Morgan, 20, doesn’t have any college history to look back on but hopes to change that, soon.
He is a civil engineering major at Marquette University and has spent the first couple of years there running on his own through Milwaukee. But the Marian Catholic grad said he hopes to latch on with Marquette’s cross country and track teams this year as a walk-on.
“It will definitely be a step up, but I think I can handle it,” he said. “I have a lot of friends on the team.”
Morgan is having an interesting summer.
He said he won a race in Homewood but at the Miles For Maddog race in Frankfort, things didn’t go so well for him.
“I got sent the wrong way,” he said. “So I got some extra miles in.”

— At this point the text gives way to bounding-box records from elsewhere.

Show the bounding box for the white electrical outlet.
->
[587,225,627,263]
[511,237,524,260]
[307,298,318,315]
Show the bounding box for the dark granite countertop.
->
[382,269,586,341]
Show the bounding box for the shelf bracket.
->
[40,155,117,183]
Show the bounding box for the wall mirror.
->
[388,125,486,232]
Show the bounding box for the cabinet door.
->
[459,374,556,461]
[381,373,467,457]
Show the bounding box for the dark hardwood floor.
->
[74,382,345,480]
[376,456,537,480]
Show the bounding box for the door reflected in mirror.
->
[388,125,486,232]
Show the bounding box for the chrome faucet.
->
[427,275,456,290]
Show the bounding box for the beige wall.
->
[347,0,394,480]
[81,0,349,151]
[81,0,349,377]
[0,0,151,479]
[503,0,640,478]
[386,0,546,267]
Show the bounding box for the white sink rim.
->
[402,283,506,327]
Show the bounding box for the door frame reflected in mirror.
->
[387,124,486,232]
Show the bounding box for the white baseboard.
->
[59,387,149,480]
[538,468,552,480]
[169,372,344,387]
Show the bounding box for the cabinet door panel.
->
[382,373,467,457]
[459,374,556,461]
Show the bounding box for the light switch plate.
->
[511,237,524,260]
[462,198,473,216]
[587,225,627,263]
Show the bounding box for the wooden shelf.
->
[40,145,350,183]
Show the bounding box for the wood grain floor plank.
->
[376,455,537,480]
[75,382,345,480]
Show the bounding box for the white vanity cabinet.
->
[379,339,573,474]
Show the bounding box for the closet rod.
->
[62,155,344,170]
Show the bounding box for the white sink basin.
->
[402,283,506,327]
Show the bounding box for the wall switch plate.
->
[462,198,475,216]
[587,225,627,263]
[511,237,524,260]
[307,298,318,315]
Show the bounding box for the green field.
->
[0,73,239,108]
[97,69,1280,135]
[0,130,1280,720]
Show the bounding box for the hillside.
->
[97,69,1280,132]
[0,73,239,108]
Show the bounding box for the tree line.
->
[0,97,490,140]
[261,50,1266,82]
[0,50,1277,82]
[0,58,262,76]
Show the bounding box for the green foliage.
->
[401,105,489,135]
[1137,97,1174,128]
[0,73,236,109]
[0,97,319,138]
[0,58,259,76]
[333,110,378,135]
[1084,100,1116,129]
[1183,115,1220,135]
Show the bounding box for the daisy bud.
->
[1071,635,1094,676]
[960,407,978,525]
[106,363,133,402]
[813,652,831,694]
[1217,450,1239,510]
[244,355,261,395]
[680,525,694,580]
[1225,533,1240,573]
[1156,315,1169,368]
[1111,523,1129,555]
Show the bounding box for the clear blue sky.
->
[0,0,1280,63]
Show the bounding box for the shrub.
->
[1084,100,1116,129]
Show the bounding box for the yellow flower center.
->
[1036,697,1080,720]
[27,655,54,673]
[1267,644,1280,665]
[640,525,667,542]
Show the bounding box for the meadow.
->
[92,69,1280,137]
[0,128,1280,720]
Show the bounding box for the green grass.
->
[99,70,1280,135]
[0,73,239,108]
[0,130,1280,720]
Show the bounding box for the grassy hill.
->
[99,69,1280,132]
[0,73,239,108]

Morgan said he has been running since freshman year in high school, and he used the down time of the pandemic for running.
“I got more into it during the pandemic,” Morgan said. “I’ve been running consistently ever since, and I have been making a ton of progress.”
It’s not just the runners in the winner’s circle who have interesting stories. There were 351 finishers in the race including legendary Jamie Parks, who finished 57th. The veteran Tinley Park runner pushes his wife, Lynn, in a wheelchair and this was the 309th race they have run together.
Tinley Park’s Conor Driscoll, 36, who finished 52nd, said he just took up running four months prior.
His father, Jerry, last ran the event 20 years ago and was on hand to watch his son run in his first Stars and Stripes.
Driscoll did pretty well for a novice, even admitting he wasn't all that confident when he got out of his car.
“I saw all of these high school runners and said ‘Ohhh boy,’ ’’ he said. “I’ve done a couple of races this year in Western Springs, Burr Ridge and Gurnee, and I have to say out of all of those, there were more athletic-looking type of runners here.”